Figure 1.

Overview of the analytic workflow used to investigate the genomic architecture of indel mutation on individual gene expression and co-expression networks. (A) Populus indel lines were characterized for various leaf morphometric traits, genomically characterized for indel positions, and assayed for gene expression in leaf tissues. (B) Genetic correlations were used to identify chromosomal bins in which gene dosage variation was proportional to the phenotypic values (phenotype dQTL). (C) Gene expression correlations were used to identify the genes for which expression was proportional to gene dosage at individual phenotype dQTL bins (expression dQTL). Distinction was made between local (cis-), and distant (trans-) regulation based on the physical position of the gene relative to the chromosomal bin evaluated. In addition, a differential expression analysis between extreme phenotypic mutants was performed to identify candidate genes within the phenotype dQTL bins. (D) Co-expression network analysis: modules of genes that were co-expressed across the various lines were identified.

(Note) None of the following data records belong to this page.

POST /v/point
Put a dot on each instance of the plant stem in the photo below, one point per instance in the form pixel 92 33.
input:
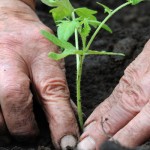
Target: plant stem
pixel 79 63
pixel 78 89
pixel 104 21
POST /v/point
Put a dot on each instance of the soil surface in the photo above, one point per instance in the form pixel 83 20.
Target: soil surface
pixel 131 30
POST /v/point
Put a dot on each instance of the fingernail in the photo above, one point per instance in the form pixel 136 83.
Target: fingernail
pixel 89 126
pixel 68 142
pixel 87 144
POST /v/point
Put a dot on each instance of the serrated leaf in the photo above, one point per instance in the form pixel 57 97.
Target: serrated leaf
pixel 97 23
pixel 86 13
pixel 64 54
pixel 63 8
pixel 85 30
pixel 135 2
pixel 93 52
pixel 52 3
pixel 66 29
pixel 56 41
pixel 106 8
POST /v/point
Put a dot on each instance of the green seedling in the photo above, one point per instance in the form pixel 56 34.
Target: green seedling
pixel 78 22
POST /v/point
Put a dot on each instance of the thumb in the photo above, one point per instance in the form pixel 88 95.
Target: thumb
pixel 51 85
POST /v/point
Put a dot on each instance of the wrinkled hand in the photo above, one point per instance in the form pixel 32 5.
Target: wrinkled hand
pixel 125 114
pixel 23 62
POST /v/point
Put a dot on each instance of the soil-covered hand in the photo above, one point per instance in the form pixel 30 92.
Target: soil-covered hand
pixel 24 63
pixel 125 115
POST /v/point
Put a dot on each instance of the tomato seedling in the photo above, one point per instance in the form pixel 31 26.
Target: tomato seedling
pixel 78 22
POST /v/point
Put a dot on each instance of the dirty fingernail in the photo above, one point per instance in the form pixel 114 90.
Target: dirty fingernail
pixel 89 126
pixel 87 144
pixel 68 142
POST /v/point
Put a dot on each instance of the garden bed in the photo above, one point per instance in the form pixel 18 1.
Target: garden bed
pixel 131 30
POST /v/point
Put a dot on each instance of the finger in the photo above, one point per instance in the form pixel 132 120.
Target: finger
pixel 4 135
pixel 128 99
pixel 16 98
pixel 137 130
pixel 50 82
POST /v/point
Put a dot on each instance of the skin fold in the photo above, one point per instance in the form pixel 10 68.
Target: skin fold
pixel 123 116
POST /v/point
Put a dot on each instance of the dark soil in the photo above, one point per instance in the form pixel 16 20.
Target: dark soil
pixel 131 30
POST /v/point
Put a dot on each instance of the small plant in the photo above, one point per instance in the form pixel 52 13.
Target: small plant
pixel 78 22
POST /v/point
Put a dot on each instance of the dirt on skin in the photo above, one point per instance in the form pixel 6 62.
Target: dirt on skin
pixel 131 30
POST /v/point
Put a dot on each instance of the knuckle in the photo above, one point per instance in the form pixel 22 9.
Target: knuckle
pixel 133 99
pixel 54 89
pixel 107 127
pixel 15 90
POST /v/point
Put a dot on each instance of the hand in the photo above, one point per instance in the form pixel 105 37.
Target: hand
pixel 125 115
pixel 24 61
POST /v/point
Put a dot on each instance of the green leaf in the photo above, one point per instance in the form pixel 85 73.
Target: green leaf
pixel 135 2
pixel 63 8
pixel 56 41
pixel 52 3
pixel 66 29
pixel 85 30
pixel 86 13
pixel 106 8
pixel 97 23
pixel 93 52
pixel 64 54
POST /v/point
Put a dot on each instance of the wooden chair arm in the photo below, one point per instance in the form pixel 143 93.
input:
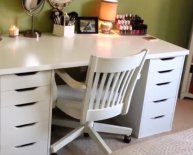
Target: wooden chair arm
pixel 69 80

Such modules were then related to the phenotypic traits by evaluating the level of correlation of the module eigengene expression with trait variation, and to biological function using a gene enrichment analysis. (E) All data were integrated to reveal the genomic architecture of the regions and genes regulating leaf morphometric traits. The interactions that are at play between expression dQTL and differentially expressed genes, and their importance toward the phenotype and global biochemical pathways they encode, was further evaluated in the broader context of the gene co-expression network. Candidate genes were mapped onto the network modules, and further evaluated for their importance as key regulator of the module (module membership) and gene significance to the phenotypic trait.